Speeding up AppStream: mmap’ing XML using libxmlb

AppStream and the related AppData are XML formats that have been adopted by thousands of upstream projects and are being used in about a dozen different client programs. The AppStream metadata shipped in Fedora is currently a huge 13Mb XML file, which with gzip compresses down to a more reasonable 3.6Mb. AppStream is awesome; it provides translations of lots of useful data into basically all languages and includes screenshots for almost everything. GNOME Software is built around AppStream, and we even use a slightly extended version of the same XML format to ship firmware update metadata from the LVFS to fwupd.

XML does have two giant weaknesses. The first is that you have to decompress and then parse the files – which might include all the ~300 tiny AppData files as well as the distro-provided AppStream files, if you want to list installed applications not provided by the distro. Seeking lots of small files isn’t so slow on a SSD, and loading+decompressing a small file is actually quicker than loading an uncompressed larger file. Parsing an XML file typically means you set up some callbacks, which then get called for every start tag, text section, then end tag – so for a 13Mb XML document that’s nested very deeply you have to do a lot of callbacks. This means you have to process the description of GIMP in every language before you can even see if Shotwell exists at all.

The typical way parsing XML involves creating a “node tree” when parsing the XML. This allows you treat the XML document as a Document Object Model (DOM) which allows you to navigate the tree and parse the contents in an object oriented way. This means you typically allocate on the heap the nodes themselves, plus copies of all the string data. AsNode in libappstream-glib has a few tricks to reduce RSS usage after parsing, which includes:

Interning common element names like description, p, ul, li
Freeing all the nodes, but retaining all the node data
Ignoring node data for languages you don’t understand
Reference counting the strings from the nodes into the various appstream-glib GObjects

This still has a both drawbacks; we need to store in hot memory all the screenshot URLs of all the apps you’re never going to search for, and we also need to parse all these long translated descriptions data just to find out if gimp.desktop is actually installable. Deduplicating strings at runtime takes nontrivial amounts of CPU and means we build a huge hash table that uses nearly as much RSS as we save by deduplicating.

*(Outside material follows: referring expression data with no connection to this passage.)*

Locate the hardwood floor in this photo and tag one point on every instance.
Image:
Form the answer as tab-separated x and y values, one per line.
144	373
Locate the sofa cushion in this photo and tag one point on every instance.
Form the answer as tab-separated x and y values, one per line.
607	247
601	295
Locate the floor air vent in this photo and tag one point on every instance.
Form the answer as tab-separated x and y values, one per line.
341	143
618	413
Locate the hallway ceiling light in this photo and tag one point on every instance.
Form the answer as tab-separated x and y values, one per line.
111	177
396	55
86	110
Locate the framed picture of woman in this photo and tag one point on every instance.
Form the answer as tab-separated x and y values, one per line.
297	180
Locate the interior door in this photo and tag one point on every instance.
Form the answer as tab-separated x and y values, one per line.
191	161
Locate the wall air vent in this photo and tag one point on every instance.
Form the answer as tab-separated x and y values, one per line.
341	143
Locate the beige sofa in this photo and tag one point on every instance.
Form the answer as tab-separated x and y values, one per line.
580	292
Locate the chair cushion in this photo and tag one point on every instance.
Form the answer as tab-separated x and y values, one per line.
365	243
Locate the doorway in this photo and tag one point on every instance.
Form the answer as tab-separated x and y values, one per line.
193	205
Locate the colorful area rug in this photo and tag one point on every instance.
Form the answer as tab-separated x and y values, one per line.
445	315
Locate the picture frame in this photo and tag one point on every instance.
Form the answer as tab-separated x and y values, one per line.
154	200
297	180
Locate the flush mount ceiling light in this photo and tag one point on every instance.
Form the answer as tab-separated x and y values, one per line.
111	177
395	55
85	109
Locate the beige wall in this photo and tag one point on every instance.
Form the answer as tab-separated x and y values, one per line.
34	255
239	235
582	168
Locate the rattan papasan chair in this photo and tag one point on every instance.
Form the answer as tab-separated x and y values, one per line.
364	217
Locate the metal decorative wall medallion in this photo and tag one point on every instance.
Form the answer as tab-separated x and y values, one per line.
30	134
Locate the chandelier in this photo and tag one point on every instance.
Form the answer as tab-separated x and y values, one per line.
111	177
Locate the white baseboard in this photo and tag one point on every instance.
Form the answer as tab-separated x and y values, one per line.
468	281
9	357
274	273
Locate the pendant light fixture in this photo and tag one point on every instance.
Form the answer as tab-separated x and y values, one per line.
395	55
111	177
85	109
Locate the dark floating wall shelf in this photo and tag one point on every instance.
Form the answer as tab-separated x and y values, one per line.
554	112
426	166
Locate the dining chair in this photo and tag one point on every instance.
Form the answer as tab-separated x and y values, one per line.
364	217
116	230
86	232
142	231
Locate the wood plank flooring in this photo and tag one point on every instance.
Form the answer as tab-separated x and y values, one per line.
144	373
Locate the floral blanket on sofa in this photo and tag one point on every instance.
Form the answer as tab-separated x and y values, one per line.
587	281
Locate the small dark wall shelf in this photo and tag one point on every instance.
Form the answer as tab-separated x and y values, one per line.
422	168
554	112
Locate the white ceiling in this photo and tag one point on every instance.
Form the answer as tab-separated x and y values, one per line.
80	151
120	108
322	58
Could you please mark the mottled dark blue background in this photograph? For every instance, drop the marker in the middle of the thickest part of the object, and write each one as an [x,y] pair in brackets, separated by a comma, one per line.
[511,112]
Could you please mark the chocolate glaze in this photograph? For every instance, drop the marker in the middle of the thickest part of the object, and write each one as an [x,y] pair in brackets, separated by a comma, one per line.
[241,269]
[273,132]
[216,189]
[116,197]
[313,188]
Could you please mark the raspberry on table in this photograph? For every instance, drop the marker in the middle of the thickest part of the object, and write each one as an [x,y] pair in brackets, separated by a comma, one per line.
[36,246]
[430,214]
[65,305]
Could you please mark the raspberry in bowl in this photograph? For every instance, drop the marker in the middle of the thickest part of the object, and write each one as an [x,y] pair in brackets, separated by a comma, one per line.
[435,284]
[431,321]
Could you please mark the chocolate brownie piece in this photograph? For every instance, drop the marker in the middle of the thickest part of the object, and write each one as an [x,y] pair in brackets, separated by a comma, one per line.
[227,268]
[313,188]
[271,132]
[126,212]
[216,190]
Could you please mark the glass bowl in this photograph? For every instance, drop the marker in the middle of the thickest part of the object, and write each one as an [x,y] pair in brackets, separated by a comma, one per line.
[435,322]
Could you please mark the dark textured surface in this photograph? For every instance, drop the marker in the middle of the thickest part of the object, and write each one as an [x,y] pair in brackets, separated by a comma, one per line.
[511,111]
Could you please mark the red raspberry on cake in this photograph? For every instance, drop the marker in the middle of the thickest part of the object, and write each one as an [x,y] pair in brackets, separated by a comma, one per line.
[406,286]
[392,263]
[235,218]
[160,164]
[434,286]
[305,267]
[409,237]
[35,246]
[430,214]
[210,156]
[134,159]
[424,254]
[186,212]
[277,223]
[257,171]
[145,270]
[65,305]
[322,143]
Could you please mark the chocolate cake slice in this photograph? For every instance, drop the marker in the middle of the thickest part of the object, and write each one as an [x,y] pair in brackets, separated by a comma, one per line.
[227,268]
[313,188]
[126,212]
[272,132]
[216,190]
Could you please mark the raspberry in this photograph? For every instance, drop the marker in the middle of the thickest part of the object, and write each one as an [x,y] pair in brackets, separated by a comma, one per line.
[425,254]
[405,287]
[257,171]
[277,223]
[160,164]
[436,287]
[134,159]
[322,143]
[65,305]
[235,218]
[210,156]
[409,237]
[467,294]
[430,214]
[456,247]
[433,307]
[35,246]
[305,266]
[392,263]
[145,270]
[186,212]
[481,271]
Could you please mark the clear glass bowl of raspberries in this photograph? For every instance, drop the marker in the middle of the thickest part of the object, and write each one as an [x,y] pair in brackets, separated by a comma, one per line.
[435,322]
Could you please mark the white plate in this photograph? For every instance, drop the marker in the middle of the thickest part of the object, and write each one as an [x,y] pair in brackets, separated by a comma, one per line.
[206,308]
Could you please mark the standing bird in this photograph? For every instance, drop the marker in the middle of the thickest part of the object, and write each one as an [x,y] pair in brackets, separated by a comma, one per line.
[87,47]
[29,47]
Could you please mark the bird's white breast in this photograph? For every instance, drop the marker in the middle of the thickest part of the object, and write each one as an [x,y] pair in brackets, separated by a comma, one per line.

On a modern system, parsing ~300 files takes less than a second, and the total RSS is only a few tens of Mb – which is fine, right? Except on resource constrained machines it takes 20+ seconds to start, and 40Mb is nearly 10% of the total memory available on the system. We have exactly the same problem with fwupd, where we get one giant file from the LVFS, all of which gets stored in RSS even though you never have the hardware that it matches against. Slow starting of fwupd and gnome-software is one of the reasons they stay resident, and don’t shutdown on idle and restart when required.

We can do better.

We do need to keep the source format, but that doesn’t mean we can’t create a managed cache to do some clever things. Traditionally I’ve been quite vocal against squashing structured XML data into databases like sqlite and Xapian as it’s like pushing a square peg into a round hole, and forces you to think like a database doing 10 level nested joins to query some simple thing. What we want to use is something like XPath, where you can query data using the XML structure itself.

We also want to be able to navigate the XML document as if it was a DOM, i.e. be able to jump from one node to it’s sibling without parsing all the great, great, great, grandchild nodes to get there. This means storing the offset to the sibling in a binary file.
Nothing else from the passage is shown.